Investor facts worth remembering

High-signal reminders about compounding, allocation, behavior, and risk. Useful for periodic portfolio check-ins.

Compounding Facts

Compounding rewards time and behavior. Early consistency usually beats late intensity.

Starting early can reduce monthly burden later.

Longer compounding windows reduce dependency on very high monthly contributions.

SIP step-ups can transform long-term outcomes.

Even modest annual contribution increases can significantly improve final corpus.

Return assumptions should stay realistic.

Conservative planning assumptions improve decision quality and reduce disappointment risk.

Portfolio Facts

A good portfolio is a system, not a list of trending funds.
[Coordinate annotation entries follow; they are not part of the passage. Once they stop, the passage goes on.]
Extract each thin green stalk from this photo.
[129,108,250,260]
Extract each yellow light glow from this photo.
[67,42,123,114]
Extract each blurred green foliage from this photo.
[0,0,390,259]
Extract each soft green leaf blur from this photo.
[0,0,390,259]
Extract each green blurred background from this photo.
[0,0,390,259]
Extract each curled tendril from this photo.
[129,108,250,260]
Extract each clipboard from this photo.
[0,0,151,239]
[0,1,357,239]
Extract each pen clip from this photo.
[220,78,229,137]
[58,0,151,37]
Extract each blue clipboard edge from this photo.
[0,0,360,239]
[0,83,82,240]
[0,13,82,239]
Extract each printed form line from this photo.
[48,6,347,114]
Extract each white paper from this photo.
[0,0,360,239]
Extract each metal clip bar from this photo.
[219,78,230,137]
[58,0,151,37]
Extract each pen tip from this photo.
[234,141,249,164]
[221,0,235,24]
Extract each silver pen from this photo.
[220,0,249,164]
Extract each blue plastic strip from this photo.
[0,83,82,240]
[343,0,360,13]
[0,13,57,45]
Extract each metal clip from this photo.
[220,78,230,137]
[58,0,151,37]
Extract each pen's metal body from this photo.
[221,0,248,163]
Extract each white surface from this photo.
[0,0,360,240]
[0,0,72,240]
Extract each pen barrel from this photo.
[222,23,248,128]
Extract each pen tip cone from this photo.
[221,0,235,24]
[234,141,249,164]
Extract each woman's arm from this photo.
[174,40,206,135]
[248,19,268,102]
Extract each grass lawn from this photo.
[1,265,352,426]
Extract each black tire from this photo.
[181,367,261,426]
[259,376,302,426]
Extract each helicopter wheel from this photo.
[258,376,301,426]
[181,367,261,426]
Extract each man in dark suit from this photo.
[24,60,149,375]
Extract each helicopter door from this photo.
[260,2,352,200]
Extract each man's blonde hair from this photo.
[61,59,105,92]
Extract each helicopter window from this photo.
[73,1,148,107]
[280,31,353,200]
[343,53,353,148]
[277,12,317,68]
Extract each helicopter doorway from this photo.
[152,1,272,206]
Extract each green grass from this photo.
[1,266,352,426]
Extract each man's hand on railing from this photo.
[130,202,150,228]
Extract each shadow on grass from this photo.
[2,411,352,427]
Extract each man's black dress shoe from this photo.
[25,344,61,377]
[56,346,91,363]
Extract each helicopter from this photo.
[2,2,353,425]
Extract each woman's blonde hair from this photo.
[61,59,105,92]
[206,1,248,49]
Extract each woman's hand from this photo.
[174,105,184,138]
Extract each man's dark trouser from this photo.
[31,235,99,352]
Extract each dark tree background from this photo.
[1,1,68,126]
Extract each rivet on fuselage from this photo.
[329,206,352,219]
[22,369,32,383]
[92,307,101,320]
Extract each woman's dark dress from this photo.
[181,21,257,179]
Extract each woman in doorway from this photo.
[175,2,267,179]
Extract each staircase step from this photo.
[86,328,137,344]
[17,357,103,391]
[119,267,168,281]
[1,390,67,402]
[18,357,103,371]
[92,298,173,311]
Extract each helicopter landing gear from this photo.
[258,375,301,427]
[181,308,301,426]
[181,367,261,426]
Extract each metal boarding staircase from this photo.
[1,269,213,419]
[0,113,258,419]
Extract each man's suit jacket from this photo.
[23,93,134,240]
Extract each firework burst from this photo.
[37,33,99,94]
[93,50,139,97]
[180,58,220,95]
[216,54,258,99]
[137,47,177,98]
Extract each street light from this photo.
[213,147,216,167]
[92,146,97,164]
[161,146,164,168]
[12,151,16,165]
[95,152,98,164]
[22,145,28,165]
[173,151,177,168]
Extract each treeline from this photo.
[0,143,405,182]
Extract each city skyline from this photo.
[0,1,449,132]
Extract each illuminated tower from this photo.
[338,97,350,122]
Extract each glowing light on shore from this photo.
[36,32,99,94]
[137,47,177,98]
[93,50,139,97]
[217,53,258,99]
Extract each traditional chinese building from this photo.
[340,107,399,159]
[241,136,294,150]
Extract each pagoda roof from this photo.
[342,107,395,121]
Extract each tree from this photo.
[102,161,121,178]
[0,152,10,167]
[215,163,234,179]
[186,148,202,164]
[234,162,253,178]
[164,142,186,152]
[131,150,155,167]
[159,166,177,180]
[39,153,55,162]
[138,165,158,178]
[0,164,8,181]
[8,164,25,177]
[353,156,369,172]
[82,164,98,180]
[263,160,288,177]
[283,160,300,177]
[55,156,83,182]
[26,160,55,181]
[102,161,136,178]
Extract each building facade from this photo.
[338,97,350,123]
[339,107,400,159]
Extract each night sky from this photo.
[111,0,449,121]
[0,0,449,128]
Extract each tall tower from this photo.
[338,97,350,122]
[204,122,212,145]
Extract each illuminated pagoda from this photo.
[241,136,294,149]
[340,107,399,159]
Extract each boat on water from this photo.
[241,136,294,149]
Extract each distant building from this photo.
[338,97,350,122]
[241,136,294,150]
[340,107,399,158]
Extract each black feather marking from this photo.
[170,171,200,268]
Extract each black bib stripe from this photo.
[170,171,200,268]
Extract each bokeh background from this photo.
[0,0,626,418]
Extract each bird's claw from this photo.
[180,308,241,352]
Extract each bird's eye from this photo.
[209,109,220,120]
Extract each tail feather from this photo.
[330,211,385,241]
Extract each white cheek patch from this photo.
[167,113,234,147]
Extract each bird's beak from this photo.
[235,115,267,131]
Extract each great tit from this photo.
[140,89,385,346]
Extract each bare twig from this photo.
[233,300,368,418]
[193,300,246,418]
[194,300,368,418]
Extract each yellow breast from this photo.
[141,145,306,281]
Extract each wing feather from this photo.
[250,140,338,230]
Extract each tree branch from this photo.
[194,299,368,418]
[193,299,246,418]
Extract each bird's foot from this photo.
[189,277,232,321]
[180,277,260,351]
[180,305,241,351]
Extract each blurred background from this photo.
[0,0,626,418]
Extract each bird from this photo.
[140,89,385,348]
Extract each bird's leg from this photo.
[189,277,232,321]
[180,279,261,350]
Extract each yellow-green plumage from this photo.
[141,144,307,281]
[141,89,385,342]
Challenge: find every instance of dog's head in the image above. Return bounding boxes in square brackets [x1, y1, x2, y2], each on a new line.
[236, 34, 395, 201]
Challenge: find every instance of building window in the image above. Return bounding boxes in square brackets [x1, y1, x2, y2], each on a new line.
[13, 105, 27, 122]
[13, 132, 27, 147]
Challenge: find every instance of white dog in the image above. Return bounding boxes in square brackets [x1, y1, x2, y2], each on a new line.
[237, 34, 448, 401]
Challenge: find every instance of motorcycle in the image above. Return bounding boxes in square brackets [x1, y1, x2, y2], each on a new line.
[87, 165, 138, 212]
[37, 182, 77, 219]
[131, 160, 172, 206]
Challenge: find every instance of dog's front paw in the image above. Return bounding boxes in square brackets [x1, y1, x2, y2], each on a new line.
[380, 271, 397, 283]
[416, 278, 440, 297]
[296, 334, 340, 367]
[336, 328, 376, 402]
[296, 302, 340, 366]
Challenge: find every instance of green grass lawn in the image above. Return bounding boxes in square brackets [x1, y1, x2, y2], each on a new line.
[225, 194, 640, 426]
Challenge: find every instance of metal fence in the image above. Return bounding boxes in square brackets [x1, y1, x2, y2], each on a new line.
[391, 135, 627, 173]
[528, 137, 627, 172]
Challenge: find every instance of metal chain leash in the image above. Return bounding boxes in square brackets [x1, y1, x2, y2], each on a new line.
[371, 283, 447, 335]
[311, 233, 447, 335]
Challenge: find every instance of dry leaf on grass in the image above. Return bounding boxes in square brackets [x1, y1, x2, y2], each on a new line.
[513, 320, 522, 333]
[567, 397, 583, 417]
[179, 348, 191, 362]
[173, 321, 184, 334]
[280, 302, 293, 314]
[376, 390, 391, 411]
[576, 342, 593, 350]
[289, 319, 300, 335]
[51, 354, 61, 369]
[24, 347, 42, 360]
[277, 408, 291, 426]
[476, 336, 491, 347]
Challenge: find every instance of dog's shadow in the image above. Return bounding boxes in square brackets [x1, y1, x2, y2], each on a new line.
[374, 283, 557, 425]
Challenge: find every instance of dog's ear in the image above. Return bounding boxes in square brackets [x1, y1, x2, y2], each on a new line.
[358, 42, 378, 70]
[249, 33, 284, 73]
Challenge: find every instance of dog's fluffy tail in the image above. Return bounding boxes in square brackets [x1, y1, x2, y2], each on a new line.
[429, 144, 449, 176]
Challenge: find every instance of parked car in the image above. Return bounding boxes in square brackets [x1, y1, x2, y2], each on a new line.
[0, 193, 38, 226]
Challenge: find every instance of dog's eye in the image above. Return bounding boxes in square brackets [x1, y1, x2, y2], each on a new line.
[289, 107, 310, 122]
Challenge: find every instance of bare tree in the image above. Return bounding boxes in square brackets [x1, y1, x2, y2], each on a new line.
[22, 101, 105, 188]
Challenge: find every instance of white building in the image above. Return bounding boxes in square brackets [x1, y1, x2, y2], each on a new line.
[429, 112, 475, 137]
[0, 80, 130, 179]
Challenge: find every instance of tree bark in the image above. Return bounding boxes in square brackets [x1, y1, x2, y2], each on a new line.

Asset allocation usually drives behavior of total portfolio.

Allocation determines most of the overall volatility pattern you experience.

Too many similar funds can dilute clarity.

Many schemes can still hold overlapping exposures and increase complexity without improving diversification.

Quarterly review is often enough.

Over-monitoring can lead to unnecessary actions that hurt long-term results.

Behavior Facts

Investor behavior is often the largest differentiator in outcomes.

Panic exits can lock temporary declines into permanent losses.

Rule-based rebalancing is a stronger response than emotional selling in most long-term plans.

Written investment rules reduce uncertainty.

A documented plan helps you make consistent decisions when market sentiment changes quickly.

Goal-linked investing improves staying power.

Investors tolerate volatility better when money is tied to clear, dated goals.